We’ve all taken a cat nap, but how about a nap among more than 650 cats?
That’s just another day at Lanai Cat Sanctuary. “It’s very common for people to come and spend the entire day at the cat sanctuary. Some of them even fall asleep,” says LCS executive director Keoni Vaughn.
It’s hard to imagine, but the sanctuary encompasses 3.5 acres of open space. The cats are free to run and play or relax in shaded areas. “I get teased a lot because I call our sanctuary the Furrr Seasons. It's really a calming place,” says Vaughn.
LCS provides a healthy home for cats, and it’s peaceful for visitors, too. “We all know that there are benefits to having pets and to being around animals,“ says Vaughn. “Having a cat around you can trigger release of calming chemicals in your body, which lowers your stress and anxiety. Cats are known to be super low maintenance animals. A simple petting session makes both the cat and the human happy.”

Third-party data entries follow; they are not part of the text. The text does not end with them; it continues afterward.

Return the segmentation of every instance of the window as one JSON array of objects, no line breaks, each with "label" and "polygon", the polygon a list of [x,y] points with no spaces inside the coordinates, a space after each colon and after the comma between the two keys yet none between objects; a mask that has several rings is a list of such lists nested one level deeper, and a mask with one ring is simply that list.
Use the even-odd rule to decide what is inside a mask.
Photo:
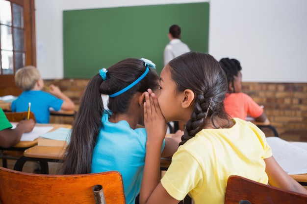
[{"label": "window", "polygon": [[34,0],[0,0],[0,96],[18,95],[14,76],[36,65]]}]

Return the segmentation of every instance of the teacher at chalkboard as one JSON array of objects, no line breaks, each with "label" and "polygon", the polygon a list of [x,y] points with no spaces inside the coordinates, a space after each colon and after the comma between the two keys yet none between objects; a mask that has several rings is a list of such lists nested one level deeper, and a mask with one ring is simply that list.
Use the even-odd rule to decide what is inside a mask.
[{"label": "teacher at chalkboard", "polygon": [[181,28],[179,25],[174,24],[170,27],[168,38],[170,42],[164,48],[163,55],[164,66],[175,57],[190,51],[188,45],[180,40]]}]

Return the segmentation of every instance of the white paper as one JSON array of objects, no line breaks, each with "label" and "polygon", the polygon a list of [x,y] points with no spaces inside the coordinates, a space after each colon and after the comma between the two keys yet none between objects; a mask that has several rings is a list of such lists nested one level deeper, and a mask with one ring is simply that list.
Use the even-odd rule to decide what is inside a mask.
[{"label": "white paper", "polygon": [[[11,123],[14,129],[16,127],[17,124]],[[33,141],[37,138],[39,137],[41,135],[44,134],[53,129],[53,126],[35,126],[32,132],[27,133],[24,133],[21,136],[20,141]]]},{"label": "white paper", "polygon": [[[276,136],[266,137],[274,158],[289,175],[307,173],[307,150],[298,146],[307,142],[289,142]],[[303,144],[302,144],[303,143]]]},{"label": "white paper", "polygon": [[5,103],[12,102],[17,98],[17,96],[12,95],[7,95],[4,96],[0,96],[0,100],[4,101]]}]

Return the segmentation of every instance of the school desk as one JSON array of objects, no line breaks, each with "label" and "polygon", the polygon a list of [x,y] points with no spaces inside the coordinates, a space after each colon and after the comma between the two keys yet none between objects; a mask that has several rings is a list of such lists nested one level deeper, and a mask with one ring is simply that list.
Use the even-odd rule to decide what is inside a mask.
[{"label": "school desk", "polygon": [[[172,134],[167,134],[165,137],[167,137],[171,136]],[[37,143],[36,144],[37,144]],[[23,170],[23,167],[25,163],[27,161],[37,161],[40,162],[41,167],[42,167],[42,169],[41,169],[42,173],[48,174],[48,162],[61,162],[63,160],[65,150],[64,147],[46,146],[35,145],[25,150],[24,156],[21,157],[15,163],[14,170],[21,171]],[[165,161],[166,163],[164,163],[165,159],[167,160],[169,159],[161,158],[161,164],[163,165],[163,167],[161,167],[161,170],[166,169],[169,166],[168,161],[167,160]]]},{"label": "school desk", "polygon": [[[53,129],[52,129],[49,132],[54,131],[54,130],[57,129],[59,128],[71,128],[71,125],[67,124],[38,124],[36,123],[35,124],[35,126],[36,127],[47,127],[47,126],[52,126],[53,127]],[[21,141],[16,144],[15,145],[13,146],[12,147],[10,147],[9,148],[4,148],[2,147],[0,147],[0,150],[8,150],[8,151],[18,151],[18,152],[24,152],[27,149],[35,146],[37,144],[37,140],[38,139],[35,139],[33,141]],[[5,160],[6,161],[6,160]],[[6,165],[7,164],[6,162],[2,164],[3,165]]]},{"label": "school desk", "polygon": [[261,130],[263,130],[264,129],[268,129],[273,132],[274,136],[279,137],[277,130],[274,126],[271,125],[270,121],[267,118],[264,122],[258,122],[255,121],[254,118],[248,116],[246,118],[246,121],[252,122]]}]

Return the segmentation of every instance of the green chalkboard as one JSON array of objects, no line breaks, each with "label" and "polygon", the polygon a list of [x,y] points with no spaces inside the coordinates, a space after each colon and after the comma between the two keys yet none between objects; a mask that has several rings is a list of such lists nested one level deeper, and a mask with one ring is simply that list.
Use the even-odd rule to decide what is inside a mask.
[{"label": "green chalkboard", "polygon": [[208,52],[208,2],[64,11],[63,21],[66,78],[90,78],[129,57],[152,60],[159,73],[173,24],[192,50]]}]

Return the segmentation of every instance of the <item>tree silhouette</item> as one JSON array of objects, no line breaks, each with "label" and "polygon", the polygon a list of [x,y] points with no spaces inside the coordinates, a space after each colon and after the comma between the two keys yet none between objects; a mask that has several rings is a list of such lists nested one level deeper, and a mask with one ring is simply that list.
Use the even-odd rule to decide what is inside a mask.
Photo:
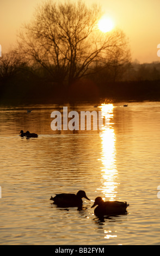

The sanctuary has become an attraction for tourists and residents alike. They welcomed 15,000 visitors each year before the COVID-19 pandemic. Visitors pet and play with the cats and about 50 felines per year go home with their purrfect match.
For the birds
On an island with no animal shelter, rescue group, or veterinarian, the sanctuary is a respite for animal lovers who want to spend time with the cats. But its mission is much larger – to protect Lanai’s ecosystem, LCS provides a safe, caring home for the island’s free-roaming cats. Rehoming the cats allows the sanctuary to help conservationists in their work to preserve marine life and protected birds.
It’s almost unheard of for free-roaming cat advocates and conservationists to work together like this. Animal rescuers typically trap cats, neuter or spay them, and release them back into the wild. It’s common practice for conservationists to trap and kill free-roaming cats who could be passing on diseases or preying on birds and marine life. The LCS model of trapping and rehoming cats is uniquely suited for Lani’s temperate weather and abundance of open space.
“People thought this sanctuary model wasn’t sustainable and wasn’t practical,” says Vaughn. “I love the challenge and I think we’re doing a good job at breaking that mold. Instead of saying it’s not going to work, why can’t we all work together to make it work? That’s what we’re doing here.”
For the people
In addition to their animal rescue work, the sanctuary flies a veterinarian to Lanai several times a month. The vet visits LCS to care for their cats then takes a mobile veterinary van to town to care for pets throughout the community.
Without this essential service, pet owners would have to take a ferry to Lahaina, rent a car to drive to a veterinarian’s office, and possibly find accommodations to stay overnight. It’s a lot to go through for a pet’s routine physical and vaccines.
Caring for these animals creates a healthier environment for Lanai residents. The sanctuary’s 12 employees are no exception. Getting to bond with and care for the cats is a dream job for any animal lover, but Vaughn also provides generous benefits to make sure employees are in good physical and mental health.
“I’ve been in the animal welfare world for 20 years now and I’m a firm believer in people care,” says Vaughn. “Always animal care, that's a given. But the people care has really been my focus and I am a firm believer in keeping our staff healthy, keeping them as stress-free as possible.”
Joe Adarna, LCS’s manager, agrees. “I love the job every day I go in to work. They give me time off when I need it and it’s a good balance for a lot of the staff,” he says. “I get a lot of time to spend with my dog and to travel to Oahu to see friends and family. They’ve always been very supportive.”